Video: The World’s First Footage Of A Female’s Brain During An Orgasm.
It’s hard to talk about this video without coming off like some pig-man-child. I am one, so the guilt is lathered doubly thick. However, science has captured a female’s brain activity during an orgasm, and I am certain once more than progress is real.
The Guardian reports that the clip was pieced together using images from a functional magnetic resonance imaging (fMRI) scanner. The lady in question, Nan Wise, 54-year-old PhD student and sex therapist, laid down in the scanner and stimulated herself. “It’s my dissertation,” Wise told the Guardian. “I’m committed to it.”
Professor Barry R. Komisaruk, PhD, a psychologist at Rutgers University, explains:
The human brain can be separated into regions based on structure and function – vision, audition, body sensation, etc, known as Brodmann’s area map.
This visualization shows the functional magnetic resonance imaging, fMRI, brain data of a participant experiencing an orgasm and the corresponding relationships seen within these different regions based on utilization of oxygen levels in the blood. 20 snapshots in time of the fMRI data are taken from a 7 minute sequence. Over the course of the 7 minutes the participant approaches orgasm, reaches orgasm and then enters a quiet period.
Oxygen utilization levels are displayed on a spectrum from dark red (lowest activity) to yellow/white (highest). As can be observed, an orgasm leads to almost the entire brain illuminating yellow, indicating that most brain systems become active at orgasm.

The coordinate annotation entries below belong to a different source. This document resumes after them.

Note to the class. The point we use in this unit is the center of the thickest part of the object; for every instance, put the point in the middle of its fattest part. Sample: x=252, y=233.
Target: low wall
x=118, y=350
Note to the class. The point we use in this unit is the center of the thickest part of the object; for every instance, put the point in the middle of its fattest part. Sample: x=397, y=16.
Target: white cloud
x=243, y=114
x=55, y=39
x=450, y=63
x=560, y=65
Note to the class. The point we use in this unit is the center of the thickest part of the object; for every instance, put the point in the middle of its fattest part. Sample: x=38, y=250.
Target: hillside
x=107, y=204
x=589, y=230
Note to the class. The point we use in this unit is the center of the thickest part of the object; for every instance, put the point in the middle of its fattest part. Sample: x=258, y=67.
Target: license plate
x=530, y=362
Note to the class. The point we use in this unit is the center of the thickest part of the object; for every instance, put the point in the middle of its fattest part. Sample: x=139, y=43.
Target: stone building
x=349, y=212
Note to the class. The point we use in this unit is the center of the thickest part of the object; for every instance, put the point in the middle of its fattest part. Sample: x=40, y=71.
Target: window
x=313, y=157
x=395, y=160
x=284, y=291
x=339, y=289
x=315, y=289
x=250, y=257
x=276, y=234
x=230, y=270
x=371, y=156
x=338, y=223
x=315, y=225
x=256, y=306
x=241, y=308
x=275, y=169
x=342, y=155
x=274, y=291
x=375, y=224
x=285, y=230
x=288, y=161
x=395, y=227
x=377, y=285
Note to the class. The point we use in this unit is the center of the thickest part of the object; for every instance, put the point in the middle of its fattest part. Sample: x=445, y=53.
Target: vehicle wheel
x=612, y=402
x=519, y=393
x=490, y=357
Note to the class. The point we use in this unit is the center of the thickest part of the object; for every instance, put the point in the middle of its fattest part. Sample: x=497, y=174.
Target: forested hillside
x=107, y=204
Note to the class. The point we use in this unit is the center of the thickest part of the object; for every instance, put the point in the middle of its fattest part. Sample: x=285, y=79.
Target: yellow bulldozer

As you can see in the clip, there is activity – changing in intensity – across 80 separate parts of the brain right before, during, and after orgasm. Apparently the only thing that stimulates a woman’s brain more is epileptic seizure. Komisaruk calls the orgasm process a “brain symphony,” and notes that he and his team hope to figure out what goes wrong in both men and women who cannot reach sexual climax:
“It’s a beautiful system in which to study the brain’s connectivity. We expect that this movie, a dynamic representation of the gradual buildup of brain activity to a climax, followed by resolution, will facilitate our understanding of pathological conditions such as anorgasmia by emphasizing where in the brain the sequential process breaks down.”